WordPress Export Manipulation using PHP

Robert Bates, Senior Developer
Posted

In the world of content management systems (CMS), WordPress is one of the mainstays of bloggers, for individuals or organizations, public or private. However, sometimes there’s a requirement to migrate WordPress content into a different CMS that provides more generalized functionality. When this happens, the core WXR export is a lifesaver.

WXR stands for WordPress eXtended RSS, which is exactly what the WXR format is - a giant RSS dump of the site’s content, media, and tagging system. WordPress extends RSS to support all its custom elements via the “wp” namespace which keeps the content RSS compliant while adding what’s needed to replicate the site’s content in its entirety. The WXR format is the quickest way to export and import data between WordPress sites as well as for use as an archiving tool. It also happens to work really well as a source for migrations into alternate systems...

One Site to Rule Them All

I recently worked on a project where a new site was being built in Drupal 7, and a requirement had surfaced to migrate multiple WordPress sites into the single Drupal site, with each post being tagged in Drupal to associate it with the original source site for categorical blogrolls. We chose to leverage the WordPress category system to accomplish our goal.

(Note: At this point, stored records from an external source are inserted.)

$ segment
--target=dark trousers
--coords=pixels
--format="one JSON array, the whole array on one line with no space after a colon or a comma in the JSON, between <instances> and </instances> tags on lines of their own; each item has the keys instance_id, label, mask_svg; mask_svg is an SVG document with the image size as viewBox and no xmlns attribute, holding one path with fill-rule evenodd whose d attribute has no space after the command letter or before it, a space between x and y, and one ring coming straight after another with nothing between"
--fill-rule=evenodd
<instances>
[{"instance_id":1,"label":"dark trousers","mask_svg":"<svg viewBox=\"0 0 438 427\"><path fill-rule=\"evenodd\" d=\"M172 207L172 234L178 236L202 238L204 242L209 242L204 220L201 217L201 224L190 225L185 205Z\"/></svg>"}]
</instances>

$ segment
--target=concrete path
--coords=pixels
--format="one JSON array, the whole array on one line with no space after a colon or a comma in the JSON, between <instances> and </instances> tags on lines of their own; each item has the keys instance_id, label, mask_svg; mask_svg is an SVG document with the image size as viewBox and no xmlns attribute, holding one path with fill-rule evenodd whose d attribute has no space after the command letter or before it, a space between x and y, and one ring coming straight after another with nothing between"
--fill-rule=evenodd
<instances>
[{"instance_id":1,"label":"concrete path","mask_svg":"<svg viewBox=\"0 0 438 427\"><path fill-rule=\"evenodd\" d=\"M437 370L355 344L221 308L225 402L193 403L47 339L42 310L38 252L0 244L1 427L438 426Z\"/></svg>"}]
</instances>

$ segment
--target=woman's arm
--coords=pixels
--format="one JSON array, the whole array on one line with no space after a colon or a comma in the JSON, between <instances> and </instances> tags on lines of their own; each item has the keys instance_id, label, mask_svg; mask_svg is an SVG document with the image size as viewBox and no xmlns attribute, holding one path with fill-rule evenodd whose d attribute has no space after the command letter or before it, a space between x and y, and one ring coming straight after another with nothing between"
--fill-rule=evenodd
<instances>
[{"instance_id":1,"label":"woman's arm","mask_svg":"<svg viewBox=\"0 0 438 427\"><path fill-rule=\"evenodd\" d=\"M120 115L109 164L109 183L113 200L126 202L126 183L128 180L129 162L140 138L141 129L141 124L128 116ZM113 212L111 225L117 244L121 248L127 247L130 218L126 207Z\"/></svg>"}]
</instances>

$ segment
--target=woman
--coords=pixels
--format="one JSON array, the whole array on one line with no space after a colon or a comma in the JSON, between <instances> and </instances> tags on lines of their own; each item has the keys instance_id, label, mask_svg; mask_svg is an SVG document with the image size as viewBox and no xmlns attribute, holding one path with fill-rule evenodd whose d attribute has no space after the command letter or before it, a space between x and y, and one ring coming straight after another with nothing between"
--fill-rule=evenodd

Great! We now have a set of WXR files and a plan of action - now how do we get the data into Drupal? Here is where the very functional WordPress Migrate module came into play. This module leverages the Migrate module’s new wizard UI introduced in version 2.6, and steps the admin through building a dynamic migration with uploaded file (or source WordPress site, if you have all the credentials), field mappings, and behavior. We can conveniently map the WordPress category tags to the appropriate term reference field on our target Blog content type. But there’s the catch - the exported data has multiple legacy categories, where we need one new one, per WXR dump…

PHP DOM FTW!

Let’s see… XML manipulation at the element level. Ease of coding. PHP + DOM to the rescue! Of course, you could use something like SimpleXML and override all kinds of parsing callbacks, but the DOM model and class hierarchy make it the quick and dirty choice for a one-off XML manipulation. First off, we need to define a class that can handle any WXR-specific features that we want to expose, so we derive a new class from DOMDocument:

  1. // Define custom DOMDocument class.
  2. class WXRDocument extends DOMDocument {
  3. public $wp_ns_uri = '';
  4. private $term_id_max = 0;
  5.  
  6. // Override load method so we can extract the wp namespace URI.
  7. public function load($filename, $options = 0) {
  8. $retval = parent::load($filename, $options);
  9. if (FALSE !== $retval) {
  10. // Extract wp namespace URI from document.
  11. $this->wp_ns_uri = $this->lookupNamespaceURI('wp');
  12.  
  13. // Find max value of term ids.
  14. foreach (array('category', 'tag') as $el_name) {
  15. $terms = $this->getElementsByTagNameNS($this->wp_ns_uri, $el_name);
  16. foreach ($terms as $term) {
  17. $term_id = $term->getElementsByTagNameNS($this->wp_ns_uri, 'term_id');
  18. $this->term_id_max = max($this->term_id_max, $term_id->item(0)->textContent);
  19. }
  20. }
  21. }
  22.  
  23. return $retval;
  24. }
  25.  
  26. // Add new method to create new WP categories in the WXR file. Array key is nicename, value is cat_name.
  27. public function addCategories($new_cats = array()) {
  28. $channels = $this->getElementsByTagName('channel');
  29. $channel = $channels->item(0);
  30. foreach ($new_cats as $nicename => $cat_name) {
  31. $new_cat = $this->createElementNS($this->wp_ns_uri, 'wp:category');
  32. $new_cat->appendChild($this->createElementNS($this->wp_ns_uri, 'wp:term_id', ++$this->term_id_max));
  33. $new_cat->appendChild($this->createElementNS($this->wp_ns_uri, 'wp:category_nicename', $nicename));
  34. $new_cat->appendChild($this->createElementNS($this->wp_ns_uri, 'wp:category_parent'));
  35.  
  36. $new_cat_name = $this->createElementNS($this->wp_ns_uri, 'wp:cat_name');
  37. $new_cat_name->appendChild(new DOMCdataSection($cat_name));
  38. $new_cat->appendChild($new_cat_name);
  39. $channel->appendChild($new_cat);
  40. }
  41. }
  42. }

Our primary goal for this class is to load the WXR file, extract the namespace information, and initialize properties related to managing categories at the document level. The method addCategories allows us to arbitrarily add more categories to the document without having to worry about term ID collisions and abstracts it so we can focus on what we need to do in our code, not how to do it. This will allow us to add the new categories for each site at the export level, which is analogous to managing a vocabulary in Drupal.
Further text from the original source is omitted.